Bij hèt eerste gezicht zijn deze woorden niet zóo begrijpelijk. We begrijpen onmiddellijk wat het beteekent als men zegt, dat men in het water gedoopt wordt. In het Oosten doopte men door onderdompeling. We moeten.hier dus niet denken aan den doop door besprenkeling. Toen de Heere Jezus in de Jordaan gedoopt werd, hebben we ons dit zoo in te denken, dat Hij even geheel ónder water werd gedompeld, om daarna weer uit den stroom op te klimmen.

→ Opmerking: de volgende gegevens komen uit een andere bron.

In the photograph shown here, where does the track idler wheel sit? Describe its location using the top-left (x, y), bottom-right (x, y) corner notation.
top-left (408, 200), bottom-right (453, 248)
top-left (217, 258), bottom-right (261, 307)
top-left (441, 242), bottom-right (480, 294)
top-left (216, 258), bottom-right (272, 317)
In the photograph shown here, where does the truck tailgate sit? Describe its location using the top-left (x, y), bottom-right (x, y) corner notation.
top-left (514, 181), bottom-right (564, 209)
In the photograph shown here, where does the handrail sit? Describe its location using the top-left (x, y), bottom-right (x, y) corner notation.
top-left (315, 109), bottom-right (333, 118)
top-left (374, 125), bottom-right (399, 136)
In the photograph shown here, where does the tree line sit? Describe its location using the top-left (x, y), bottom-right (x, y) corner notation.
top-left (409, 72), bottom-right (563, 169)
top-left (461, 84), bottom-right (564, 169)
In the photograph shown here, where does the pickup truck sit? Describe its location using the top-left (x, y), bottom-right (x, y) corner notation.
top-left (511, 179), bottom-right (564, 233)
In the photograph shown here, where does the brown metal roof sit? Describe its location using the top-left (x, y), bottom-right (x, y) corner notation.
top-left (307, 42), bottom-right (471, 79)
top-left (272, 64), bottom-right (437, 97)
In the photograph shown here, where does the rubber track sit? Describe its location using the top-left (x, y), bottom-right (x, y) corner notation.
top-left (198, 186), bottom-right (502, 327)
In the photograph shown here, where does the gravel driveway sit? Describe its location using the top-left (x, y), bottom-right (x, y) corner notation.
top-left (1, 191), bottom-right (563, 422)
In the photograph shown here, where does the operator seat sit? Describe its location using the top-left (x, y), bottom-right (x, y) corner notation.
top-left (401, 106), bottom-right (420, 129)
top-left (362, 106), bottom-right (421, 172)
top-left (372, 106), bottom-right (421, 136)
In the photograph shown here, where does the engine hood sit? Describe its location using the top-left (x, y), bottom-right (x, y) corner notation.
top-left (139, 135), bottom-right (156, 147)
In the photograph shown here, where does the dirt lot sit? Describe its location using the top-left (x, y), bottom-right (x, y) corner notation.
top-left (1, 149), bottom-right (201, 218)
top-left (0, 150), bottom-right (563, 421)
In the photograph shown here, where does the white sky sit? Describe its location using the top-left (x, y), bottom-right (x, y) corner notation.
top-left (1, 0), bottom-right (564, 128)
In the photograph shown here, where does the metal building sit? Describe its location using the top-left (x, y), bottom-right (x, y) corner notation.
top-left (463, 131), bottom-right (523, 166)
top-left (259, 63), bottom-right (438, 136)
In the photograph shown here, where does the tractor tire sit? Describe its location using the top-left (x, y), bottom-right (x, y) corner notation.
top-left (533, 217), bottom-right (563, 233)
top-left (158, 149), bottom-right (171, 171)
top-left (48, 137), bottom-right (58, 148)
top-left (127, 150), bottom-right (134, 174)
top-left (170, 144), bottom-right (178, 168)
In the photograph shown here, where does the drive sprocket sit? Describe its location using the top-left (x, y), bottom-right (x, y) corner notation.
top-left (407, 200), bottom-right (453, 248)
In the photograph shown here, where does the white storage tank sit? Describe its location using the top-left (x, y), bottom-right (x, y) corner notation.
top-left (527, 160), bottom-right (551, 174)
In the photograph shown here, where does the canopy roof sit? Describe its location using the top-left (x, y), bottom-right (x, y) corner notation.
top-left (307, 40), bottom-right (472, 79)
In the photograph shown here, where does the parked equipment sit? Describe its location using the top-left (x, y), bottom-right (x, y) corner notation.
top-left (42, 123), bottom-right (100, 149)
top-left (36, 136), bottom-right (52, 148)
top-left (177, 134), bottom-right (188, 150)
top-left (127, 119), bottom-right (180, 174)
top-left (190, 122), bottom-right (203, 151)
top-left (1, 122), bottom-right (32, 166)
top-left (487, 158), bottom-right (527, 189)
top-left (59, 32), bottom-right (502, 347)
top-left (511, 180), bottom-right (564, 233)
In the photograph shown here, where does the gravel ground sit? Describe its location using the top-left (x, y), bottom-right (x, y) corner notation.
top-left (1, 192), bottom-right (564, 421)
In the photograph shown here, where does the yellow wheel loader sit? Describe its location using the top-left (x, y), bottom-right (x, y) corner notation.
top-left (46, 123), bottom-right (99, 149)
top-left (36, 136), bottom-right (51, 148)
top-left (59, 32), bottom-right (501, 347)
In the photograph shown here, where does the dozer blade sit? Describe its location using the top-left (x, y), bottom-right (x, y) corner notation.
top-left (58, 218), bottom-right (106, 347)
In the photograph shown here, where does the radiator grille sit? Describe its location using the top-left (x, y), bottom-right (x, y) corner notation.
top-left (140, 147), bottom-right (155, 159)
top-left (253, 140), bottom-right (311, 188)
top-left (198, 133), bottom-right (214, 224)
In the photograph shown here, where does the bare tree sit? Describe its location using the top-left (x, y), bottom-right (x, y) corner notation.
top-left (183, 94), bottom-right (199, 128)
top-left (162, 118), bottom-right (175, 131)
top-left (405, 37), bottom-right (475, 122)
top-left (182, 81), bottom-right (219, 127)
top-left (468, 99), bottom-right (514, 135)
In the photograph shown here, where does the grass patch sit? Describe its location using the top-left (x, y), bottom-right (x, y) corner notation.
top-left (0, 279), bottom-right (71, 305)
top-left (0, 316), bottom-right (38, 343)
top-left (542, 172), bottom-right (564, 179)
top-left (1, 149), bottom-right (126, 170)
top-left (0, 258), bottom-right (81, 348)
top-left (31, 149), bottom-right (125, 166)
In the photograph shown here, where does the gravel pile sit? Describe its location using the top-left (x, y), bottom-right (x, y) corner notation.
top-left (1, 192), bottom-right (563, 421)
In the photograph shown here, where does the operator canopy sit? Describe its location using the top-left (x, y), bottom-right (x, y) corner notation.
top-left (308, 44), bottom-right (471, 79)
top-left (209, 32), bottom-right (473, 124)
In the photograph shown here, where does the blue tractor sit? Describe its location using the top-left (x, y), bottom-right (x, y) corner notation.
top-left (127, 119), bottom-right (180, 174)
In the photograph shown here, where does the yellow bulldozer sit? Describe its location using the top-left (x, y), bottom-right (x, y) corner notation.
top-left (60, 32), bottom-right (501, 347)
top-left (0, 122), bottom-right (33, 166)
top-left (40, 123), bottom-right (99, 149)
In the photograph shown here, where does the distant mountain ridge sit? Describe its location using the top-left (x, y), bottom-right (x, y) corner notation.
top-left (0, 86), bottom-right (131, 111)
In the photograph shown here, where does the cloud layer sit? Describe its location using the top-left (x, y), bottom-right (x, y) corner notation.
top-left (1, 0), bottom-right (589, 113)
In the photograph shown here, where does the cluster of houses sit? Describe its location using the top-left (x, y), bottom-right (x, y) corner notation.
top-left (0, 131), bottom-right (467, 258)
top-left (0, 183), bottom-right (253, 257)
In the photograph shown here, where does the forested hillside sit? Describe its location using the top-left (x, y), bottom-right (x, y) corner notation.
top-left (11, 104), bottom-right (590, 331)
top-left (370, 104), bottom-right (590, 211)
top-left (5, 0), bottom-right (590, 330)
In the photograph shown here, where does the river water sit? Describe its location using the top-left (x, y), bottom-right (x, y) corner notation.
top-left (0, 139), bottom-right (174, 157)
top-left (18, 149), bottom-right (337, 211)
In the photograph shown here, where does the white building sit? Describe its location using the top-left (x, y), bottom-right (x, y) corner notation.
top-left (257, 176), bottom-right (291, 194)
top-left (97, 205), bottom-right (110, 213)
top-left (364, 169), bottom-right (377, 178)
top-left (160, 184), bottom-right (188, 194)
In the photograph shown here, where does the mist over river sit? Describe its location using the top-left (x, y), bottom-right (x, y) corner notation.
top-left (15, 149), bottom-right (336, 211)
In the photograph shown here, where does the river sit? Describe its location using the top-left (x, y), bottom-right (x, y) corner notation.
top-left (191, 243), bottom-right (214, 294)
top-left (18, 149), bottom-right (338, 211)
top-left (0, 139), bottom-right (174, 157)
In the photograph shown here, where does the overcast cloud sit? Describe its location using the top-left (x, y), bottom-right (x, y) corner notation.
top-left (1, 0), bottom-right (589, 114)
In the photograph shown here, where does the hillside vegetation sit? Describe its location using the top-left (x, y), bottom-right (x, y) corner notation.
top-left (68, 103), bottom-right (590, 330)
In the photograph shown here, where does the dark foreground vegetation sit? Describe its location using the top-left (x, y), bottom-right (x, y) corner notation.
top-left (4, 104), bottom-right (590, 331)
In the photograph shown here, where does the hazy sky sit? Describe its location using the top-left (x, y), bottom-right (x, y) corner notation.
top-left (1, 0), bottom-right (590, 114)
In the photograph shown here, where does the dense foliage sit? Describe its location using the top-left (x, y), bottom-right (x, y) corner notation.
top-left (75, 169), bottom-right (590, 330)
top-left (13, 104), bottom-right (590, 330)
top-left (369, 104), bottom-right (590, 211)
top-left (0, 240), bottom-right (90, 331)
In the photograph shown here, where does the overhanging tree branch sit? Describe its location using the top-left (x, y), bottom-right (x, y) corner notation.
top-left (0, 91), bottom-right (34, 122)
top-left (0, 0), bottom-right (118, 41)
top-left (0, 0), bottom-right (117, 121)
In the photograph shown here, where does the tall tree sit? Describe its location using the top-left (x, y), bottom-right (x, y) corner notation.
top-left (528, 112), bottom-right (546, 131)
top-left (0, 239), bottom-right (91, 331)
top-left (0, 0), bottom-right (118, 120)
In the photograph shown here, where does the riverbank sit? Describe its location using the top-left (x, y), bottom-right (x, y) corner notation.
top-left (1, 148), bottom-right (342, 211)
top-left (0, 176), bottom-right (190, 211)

Nu moet men echter bij de woorden „in Zijnen doop gedoopt worden" niet denken, dat de dood eigenlijk datgene is, waarin de doopeling wordt ondergedompeld. In den grondtekst staat ook eigenlijk niet „in" Christus gedoopt worden en ook niet „in" Zijn dood gedoopt worden, maar veeleer „tot" of met betrekking tot de doop van den zondaar brengt dus dezen in betrekking tot den "dood van den Heere Jezus. Zij doet gemeenschap hebben aan den dood van den Heiland.

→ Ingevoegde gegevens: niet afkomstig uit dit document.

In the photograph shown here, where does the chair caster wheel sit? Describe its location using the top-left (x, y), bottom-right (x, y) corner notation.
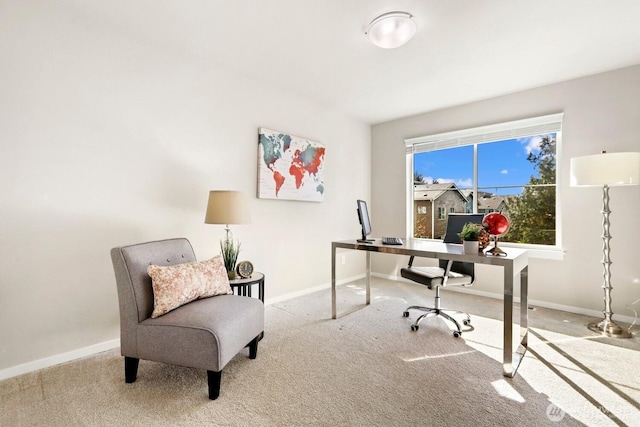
top-left (410, 325), bottom-right (419, 332)
top-left (463, 319), bottom-right (470, 326)
top-left (403, 311), bottom-right (409, 318)
top-left (453, 331), bottom-right (461, 338)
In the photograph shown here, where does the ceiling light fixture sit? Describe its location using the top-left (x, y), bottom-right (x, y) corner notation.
top-left (365, 11), bottom-right (416, 49)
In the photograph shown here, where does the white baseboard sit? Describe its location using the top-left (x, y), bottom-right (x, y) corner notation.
top-left (3, 272), bottom-right (635, 382)
top-left (1, 275), bottom-right (365, 382)
top-left (264, 273), bottom-right (365, 306)
top-left (385, 273), bottom-right (638, 325)
top-left (0, 339), bottom-right (120, 382)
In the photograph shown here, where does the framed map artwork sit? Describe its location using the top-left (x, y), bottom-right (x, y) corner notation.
top-left (257, 128), bottom-right (325, 202)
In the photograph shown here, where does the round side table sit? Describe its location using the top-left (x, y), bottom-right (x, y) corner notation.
top-left (229, 272), bottom-right (264, 303)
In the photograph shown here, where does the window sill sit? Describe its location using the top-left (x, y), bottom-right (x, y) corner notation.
top-left (523, 248), bottom-right (564, 260)
top-left (499, 244), bottom-right (564, 260)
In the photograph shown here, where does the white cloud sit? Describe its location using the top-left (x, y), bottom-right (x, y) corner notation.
top-left (519, 135), bottom-right (542, 154)
top-left (425, 176), bottom-right (471, 187)
top-left (500, 169), bottom-right (508, 174)
top-left (456, 178), bottom-right (472, 187)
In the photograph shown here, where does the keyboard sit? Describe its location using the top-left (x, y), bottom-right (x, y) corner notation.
top-left (381, 237), bottom-right (403, 245)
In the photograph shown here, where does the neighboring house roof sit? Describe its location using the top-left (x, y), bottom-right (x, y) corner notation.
top-left (413, 183), bottom-right (468, 202)
top-left (478, 195), bottom-right (508, 211)
top-left (462, 190), bottom-right (493, 200)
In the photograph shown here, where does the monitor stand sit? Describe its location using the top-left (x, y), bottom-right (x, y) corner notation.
top-left (357, 238), bottom-right (375, 243)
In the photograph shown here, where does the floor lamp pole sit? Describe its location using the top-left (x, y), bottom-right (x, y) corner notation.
top-left (588, 184), bottom-right (632, 338)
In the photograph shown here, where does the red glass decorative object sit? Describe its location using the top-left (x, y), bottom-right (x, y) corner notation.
top-left (482, 212), bottom-right (510, 256)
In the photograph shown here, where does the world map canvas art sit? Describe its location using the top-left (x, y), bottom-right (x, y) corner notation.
top-left (258, 128), bottom-right (326, 202)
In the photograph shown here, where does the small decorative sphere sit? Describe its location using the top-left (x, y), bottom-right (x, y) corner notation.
top-left (482, 212), bottom-right (510, 237)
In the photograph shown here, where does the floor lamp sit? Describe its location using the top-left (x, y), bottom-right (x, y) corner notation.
top-left (570, 151), bottom-right (640, 338)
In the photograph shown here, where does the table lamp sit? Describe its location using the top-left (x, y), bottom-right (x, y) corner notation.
top-left (570, 151), bottom-right (640, 338)
top-left (205, 190), bottom-right (250, 278)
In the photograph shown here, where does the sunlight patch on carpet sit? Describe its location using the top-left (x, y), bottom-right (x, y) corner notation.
top-left (492, 379), bottom-right (526, 403)
top-left (402, 349), bottom-right (477, 362)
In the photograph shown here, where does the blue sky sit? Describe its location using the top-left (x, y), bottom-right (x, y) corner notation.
top-left (414, 135), bottom-right (555, 195)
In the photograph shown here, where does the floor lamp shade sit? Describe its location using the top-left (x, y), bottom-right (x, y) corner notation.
top-left (570, 152), bottom-right (640, 187)
top-left (204, 191), bottom-right (250, 225)
top-left (569, 151), bottom-right (640, 338)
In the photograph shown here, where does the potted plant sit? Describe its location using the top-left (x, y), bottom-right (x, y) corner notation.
top-left (458, 222), bottom-right (483, 254)
top-left (220, 239), bottom-right (241, 279)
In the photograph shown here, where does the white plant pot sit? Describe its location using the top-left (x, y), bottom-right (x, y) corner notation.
top-left (463, 240), bottom-right (479, 255)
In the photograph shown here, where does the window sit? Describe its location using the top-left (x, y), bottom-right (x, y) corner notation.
top-left (405, 113), bottom-right (563, 248)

Wij zijn dan met Hem - begraven, door den doop in den dood, opdat gelijkerwijs Christus uit de dooden is opgewekt tot de heerlijkheid des Vaders, alzoo ook wij in nieuwigheid des levens zouden wandelen.
Over andere mogelijke vertalingen zullen we hier niet verder handelen.

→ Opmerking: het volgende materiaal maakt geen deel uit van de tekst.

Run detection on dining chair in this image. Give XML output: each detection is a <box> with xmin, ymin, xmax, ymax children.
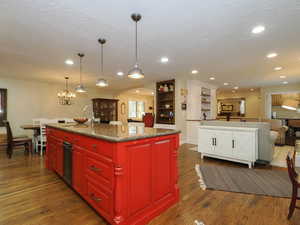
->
<box><xmin>286</xmin><ymin>151</ymin><xmax>300</xmax><ymax>219</ymax></box>
<box><xmin>36</xmin><ymin>119</ymin><xmax>52</xmax><ymax>156</ymax></box>
<box><xmin>4</xmin><ymin>121</ymin><xmax>32</xmax><ymax>158</ymax></box>
<box><xmin>32</xmin><ymin>118</ymin><xmax>44</xmax><ymax>153</ymax></box>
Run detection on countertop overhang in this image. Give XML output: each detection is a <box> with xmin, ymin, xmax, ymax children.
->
<box><xmin>46</xmin><ymin>123</ymin><xmax>180</xmax><ymax>143</ymax></box>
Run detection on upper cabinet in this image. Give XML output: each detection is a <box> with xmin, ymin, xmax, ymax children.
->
<box><xmin>186</xmin><ymin>80</ymin><xmax>216</xmax><ymax>120</ymax></box>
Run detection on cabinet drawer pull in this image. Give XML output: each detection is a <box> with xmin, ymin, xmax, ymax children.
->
<box><xmin>90</xmin><ymin>194</ymin><xmax>102</xmax><ymax>202</ymax></box>
<box><xmin>89</xmin><ymin>165</ymin><xmax>101</xmax><ymax>172</ymax></box>
<box><xmin>232</xmin><ymin>140</ymin><xmax>235</xmax><ymax>148</ymax></box>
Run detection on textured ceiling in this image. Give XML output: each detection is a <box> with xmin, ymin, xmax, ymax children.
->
<box><xmin>1</xmin><ymin>0</ymin><xmax>300</xmax><ymax>91</ymax></box>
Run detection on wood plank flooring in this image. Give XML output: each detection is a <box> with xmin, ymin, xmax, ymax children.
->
<box><xmin>0</xmin><ymin>144</ymin><xmax>299</xmax><ymax>225</ymax></box>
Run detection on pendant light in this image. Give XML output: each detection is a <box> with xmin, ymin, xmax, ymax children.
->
<box><xmin>128</xmin><ymin>13</ymin><xmax>144</xmax><ymax>79</ymax></box>
<box><xmin>96</xmin><ymin>38</ymin><xmax>108</xmax><ymax>87</ymax></box>
<box><xmin>75</xmin><ymin>53</ymin><xmax>87</xmax><ymax>93</ymax></box>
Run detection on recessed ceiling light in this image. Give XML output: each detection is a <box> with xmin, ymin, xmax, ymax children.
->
<box><xmin>191</xmin><ymin>70</ymin><xmax>198</xmax><ymax>74</ymax></box>
<box><xmin>266</xmin><ymin>53</ymin><xmax>278</xmax><ymax>58</ymax></box>
<box><xmin>274</xmin><ymin>66</ymin><xmax>283</xmax><ymax>71</ymax></box>
<box><xmin>279</xmin><ymin>75</ymin><xmax>286</xmax><ymax>79</ymax></box>
<box><xmin>250</xmin><ymin>88</ymin><xmax>254</xmax><ymax>91</ymax></box>
<box><xmin>151</xmin><ymin>92</ymin><xmax>154</xmax><ymax>95</ymax></box>
<box><xmin>252</xmin><ymin>25</ymin><xmax>265</xmax><ymax>34</ymax></box>
<box><xmin>160</xmin><ymin>57</ymin><xmax>169</xmax><ymax>63</ymax></box>
<box><xmin>135</xmin><ymin>90</ymin><xmax>140</xmax><ymax>93</ymax></box>
<box><xmin>223</xmin><ymin>82</ymin><xmax>229</xmax><ymax>86</ymax></box>
<box><xmin>209</xmin><ymin>77</ymin><xmax>215</xmax><ymax>80</ymax></box>
<box><xmin>117</xmin><ymin>71</ymin><xmax>124</xmax><ymax>76</ymax></box>
<box><xmin>234</xmin><ymin>86</ymin><xmax>239</xmax><ymax>90</ymax></box>
<box><xmin>282</xmin><ymin>81</ymin><xmax>288</xmax><ymax>84</ymax></box>
<box><xmin>65</xmin><ymin>59</ymin><xmax>74</xmax><ymax>65</ymax></box>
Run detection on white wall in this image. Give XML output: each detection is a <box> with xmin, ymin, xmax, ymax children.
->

Dit moeilijke vierde vers kunt ge pas dan goed begrijpen, als ge uitgaat van de gedachte dat hier de doop vergeleken wordt bij een begrafenis. Als iemand bij de doopsbediening werd ondergedompeld, was het alsof hij zou ondergaan. De toorn Gods over de zonde eischte den ondergang. Maar ziet, als over den doopeling de naam des Vaders en des Zoons en des Heiligen Geestes was uitgeroepen, klom deze weer onmiddellijk op uit het water.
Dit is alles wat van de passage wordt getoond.